Да ты садись, что-то ты совсем оробел! Я ведь тебя не помню таким стеснительным.
Мулла сел на стул, по-хозяйски закинул ногу на ногу.
– Зачем звал, Тимоха? Или, может быть, по прошлому затосковал?
– Это ты в точку. Мулла! Затосковал! Эх, вернуть бы наши беззаботные денечки, когда мы с тобой беспризорничали по Москве-матушке! Да, было время…
Знаешь, Заки, я ведь немного романтик, может быть, поэтому я разыскал на Колыме и Шельму. Думал, посидим вместе, повспоминаем, а ты вот на меня дуешься почему-то. Да и Шельма, видно, зло на меня держит, а ведь я никого не предавал.
Что же ты молчишь, Заки?
С Тимохой всегда было трудно разговаривать, даже самый серьезный диалог он сдабривал едкой иронией.
– А чего ты от меня ожидаешь, Тимоха? По-твоему, я должен похвалить тебя за твои воспоминания? Ты бы уж лучше свой треп для баб поберег.
– Несговорчивый ты, Мулла, а жаль, я ведь с тобой по душам хотел потолковать, как бывало раньше. Ведь ты, кажется, сейчас смотрящий? – жестко спросил Беспалый.
Заки понял, что это был сюрприз, который Тимоха приготовил своему былому корешу. Беспалый хотел показать свое могущество, доказать, что даже в среде паханов для него не существует тайн.
Мулла впервые улыбнулся.
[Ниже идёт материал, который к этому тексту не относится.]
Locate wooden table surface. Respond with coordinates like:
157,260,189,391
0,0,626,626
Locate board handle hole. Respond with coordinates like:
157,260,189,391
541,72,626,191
Похоже, он недооценивал полковника Беспалого, а может быть, никогда по-настоящему и не знал Тимоху.
– Надеюсь, ты не станешь говорить о том, что для этого я должен был просить твоего разрешения?
– Я вижу, Мулла, ты не разучился кусаться. Впрочем, без этого ты не стал бы тем, кто ты есть сейчас. Я Очень жаль, что паханом стал именно ты. Но, видно, так распорядилась судьба, а если так вышло, то, значит, ты стал частью моей игры. Сам знаешь, по нашим московским понятиям если карты разложены, то партия всегда доигрывается до конца. Если помнишь, я всегда был очень азартный и не любил проигрывать. И конечно же, не захочу проиграть и в этот раз, когда имею на руках все козыри. Я придумал эту партию и хочу, чтобы она продолжалась по правилам, которые я ввел.